At the FCA’s request to tighten up its risk management of WEIF Link broke down the fund’s liquidity profile into four buckets – the first being the easiest assets to offload, requiring up to seven days to liquidate, and the fourth representing the hardest assets to trade, those that would take between 180 and 360 days to sell.
By the end of April, a third of the fund was in the fourth bucket, while another 32% was in the third bucket, securities that would take between 20 and 180 days to liquidate.
This concentration of illiquid assets hit Link’s “trigger” level, prompting it to launch an investigation into the cause and update its contingency plan.
By May redemptions in the fund were gathering pace. According to the FCA, the fund’s net outflows averaged 1% of NAV per week but by 31 May and 3 June, clients were pulling £296m or 8.2% of NAV. At that time the fund was holding zero cash, having previously drawn down some of an overdraft facility.
On 3 June Link decided to pull the trigger and suspend dealing.
Bailey said: “Link deemed the suspension necessary due to the risk that, in the event the fund did not suspend, assets would have to be sold at prices below current values and that the resulting composition of the fund’s assets would be more illiquid. Neither outcome was deemed to be in best the interests of remaining investors.”
Bailey responds to claims over Guernsey delay
Bailey also responded to claims that the FCA had taken over a month to respond to TISE about a trio of stocks Woodford had listed in Guernsey in an attempt to skirt the regulator’s 10% limit on holding unquoted companies.
He said TISE emailed the regulator on 15 April, requesting a phone call to discuss the suspensions, but had “unfortunately” failed to make contact with “the areas of the FCA that processes and considers these sorts of requests”.
On 26 April he said the FCA “responded immediately” to TISE suggesting a call, which ultimately took place on 8 May.

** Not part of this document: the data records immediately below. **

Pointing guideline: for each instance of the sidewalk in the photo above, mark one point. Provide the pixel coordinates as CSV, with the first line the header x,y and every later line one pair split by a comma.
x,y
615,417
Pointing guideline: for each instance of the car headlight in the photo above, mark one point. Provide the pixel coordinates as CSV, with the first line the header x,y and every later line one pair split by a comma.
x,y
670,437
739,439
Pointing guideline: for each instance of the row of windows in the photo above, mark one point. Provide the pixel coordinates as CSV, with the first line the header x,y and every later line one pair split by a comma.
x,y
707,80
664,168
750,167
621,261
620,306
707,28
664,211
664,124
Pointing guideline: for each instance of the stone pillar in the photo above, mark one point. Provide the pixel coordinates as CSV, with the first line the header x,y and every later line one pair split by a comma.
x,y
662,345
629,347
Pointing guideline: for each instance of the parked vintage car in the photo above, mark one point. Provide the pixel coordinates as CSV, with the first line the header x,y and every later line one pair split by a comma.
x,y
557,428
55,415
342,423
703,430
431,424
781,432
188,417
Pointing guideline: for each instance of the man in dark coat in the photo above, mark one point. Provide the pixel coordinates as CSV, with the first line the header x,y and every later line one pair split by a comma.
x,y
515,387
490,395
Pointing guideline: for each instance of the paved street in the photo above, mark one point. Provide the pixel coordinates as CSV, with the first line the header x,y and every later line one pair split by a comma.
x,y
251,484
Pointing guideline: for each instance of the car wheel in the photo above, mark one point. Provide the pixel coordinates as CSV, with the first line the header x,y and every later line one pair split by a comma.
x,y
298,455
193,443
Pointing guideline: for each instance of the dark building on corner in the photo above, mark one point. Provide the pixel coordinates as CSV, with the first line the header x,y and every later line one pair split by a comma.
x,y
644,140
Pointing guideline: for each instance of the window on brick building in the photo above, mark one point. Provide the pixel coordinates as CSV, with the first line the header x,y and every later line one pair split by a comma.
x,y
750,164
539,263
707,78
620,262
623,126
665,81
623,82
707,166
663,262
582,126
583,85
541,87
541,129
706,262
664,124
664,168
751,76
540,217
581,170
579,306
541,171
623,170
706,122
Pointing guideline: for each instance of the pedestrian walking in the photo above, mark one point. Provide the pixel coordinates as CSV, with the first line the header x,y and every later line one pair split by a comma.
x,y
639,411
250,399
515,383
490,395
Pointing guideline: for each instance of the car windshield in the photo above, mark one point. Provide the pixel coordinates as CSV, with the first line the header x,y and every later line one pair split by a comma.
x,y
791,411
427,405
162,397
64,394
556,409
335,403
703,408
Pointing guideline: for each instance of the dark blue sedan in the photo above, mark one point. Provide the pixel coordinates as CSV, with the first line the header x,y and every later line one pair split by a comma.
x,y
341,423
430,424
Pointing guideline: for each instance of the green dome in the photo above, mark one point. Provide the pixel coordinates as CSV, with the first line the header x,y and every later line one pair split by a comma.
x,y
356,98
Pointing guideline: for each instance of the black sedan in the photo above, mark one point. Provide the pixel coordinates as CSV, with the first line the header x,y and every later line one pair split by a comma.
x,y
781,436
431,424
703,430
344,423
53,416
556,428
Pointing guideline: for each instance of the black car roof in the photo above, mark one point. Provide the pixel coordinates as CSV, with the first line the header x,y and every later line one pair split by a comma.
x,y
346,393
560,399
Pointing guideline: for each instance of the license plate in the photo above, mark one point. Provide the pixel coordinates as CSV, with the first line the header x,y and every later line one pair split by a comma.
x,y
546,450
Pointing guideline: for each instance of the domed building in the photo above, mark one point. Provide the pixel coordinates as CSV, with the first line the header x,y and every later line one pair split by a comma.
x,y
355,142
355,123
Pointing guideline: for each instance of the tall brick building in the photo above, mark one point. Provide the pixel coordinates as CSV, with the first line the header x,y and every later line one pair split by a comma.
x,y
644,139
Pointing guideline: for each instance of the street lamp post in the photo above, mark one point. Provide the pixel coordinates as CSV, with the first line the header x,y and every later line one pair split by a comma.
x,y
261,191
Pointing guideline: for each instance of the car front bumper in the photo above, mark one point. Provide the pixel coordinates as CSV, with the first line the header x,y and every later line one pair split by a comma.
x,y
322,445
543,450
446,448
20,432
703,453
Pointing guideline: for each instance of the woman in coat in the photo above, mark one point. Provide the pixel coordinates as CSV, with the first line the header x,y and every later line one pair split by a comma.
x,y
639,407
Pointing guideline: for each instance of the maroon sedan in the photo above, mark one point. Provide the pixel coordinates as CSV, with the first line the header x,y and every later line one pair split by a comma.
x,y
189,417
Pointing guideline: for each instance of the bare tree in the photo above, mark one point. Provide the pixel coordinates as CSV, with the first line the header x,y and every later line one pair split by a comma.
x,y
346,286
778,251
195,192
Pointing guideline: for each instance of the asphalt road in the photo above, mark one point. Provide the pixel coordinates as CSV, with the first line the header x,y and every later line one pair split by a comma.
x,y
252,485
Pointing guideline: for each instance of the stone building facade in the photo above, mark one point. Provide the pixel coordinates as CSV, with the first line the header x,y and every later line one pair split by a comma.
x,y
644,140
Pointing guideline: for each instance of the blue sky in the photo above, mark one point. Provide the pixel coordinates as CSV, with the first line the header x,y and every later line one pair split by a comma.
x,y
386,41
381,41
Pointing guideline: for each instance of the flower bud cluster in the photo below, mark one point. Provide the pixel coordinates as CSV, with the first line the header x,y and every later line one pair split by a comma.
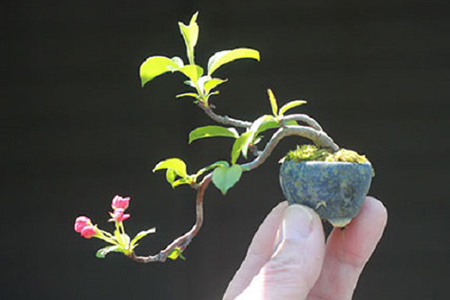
x,y
119,204
83,225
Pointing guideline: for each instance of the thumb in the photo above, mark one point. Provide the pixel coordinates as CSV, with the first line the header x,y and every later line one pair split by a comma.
x,y
297,260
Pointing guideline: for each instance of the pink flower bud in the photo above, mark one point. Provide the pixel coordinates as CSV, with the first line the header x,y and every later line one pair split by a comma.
x,y
119,215
89,231
81,222
120,202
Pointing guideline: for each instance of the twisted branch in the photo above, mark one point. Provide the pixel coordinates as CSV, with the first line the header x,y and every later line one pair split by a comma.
x,y
183,241
224,119
320,138
313,132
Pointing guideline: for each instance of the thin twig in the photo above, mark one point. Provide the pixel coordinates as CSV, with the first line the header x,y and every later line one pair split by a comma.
x,y
225,120
183,241
305,119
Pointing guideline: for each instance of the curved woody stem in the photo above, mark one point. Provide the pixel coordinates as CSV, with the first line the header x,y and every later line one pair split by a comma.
x,y
183,241
313,132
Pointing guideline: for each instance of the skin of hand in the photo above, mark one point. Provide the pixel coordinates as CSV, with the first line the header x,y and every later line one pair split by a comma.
x,y
289,258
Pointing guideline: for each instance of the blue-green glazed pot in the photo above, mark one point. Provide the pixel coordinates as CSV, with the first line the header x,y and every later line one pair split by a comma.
x,y
335,190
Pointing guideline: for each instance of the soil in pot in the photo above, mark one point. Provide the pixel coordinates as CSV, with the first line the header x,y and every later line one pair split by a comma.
x,y
334,185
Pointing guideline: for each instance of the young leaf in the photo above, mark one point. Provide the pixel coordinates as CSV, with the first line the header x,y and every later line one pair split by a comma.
x,y
142,234
193,72
178,61
155,66
273,103
174,164
193,95
170,176
226,177
241,143
176,253
180,182
101,253
217,164
290,105
224,57
212,83
190,36
211,131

Bailey said the FCA “became aware of press articles discussing certain securities listed on The International Stock Exchange (TISE) in Guernsey” reportedly held by WEIF by late March.
Prior to the TISE listings in February 2019 unlisted securities in Woodford’s fund made up around 20% of NAV, he said.
“To maintain the reposted level below 10%, the WEIF appeared to make use of rules that derive from the EU Ucits Directive, including one that allows a security to be excluded from the 10% limit, i.e. to be deemed eligible, if its issuer plans to list that security within 12 months. There is no requirement for the fund manager to disclose this to the regulator,” Bailey said.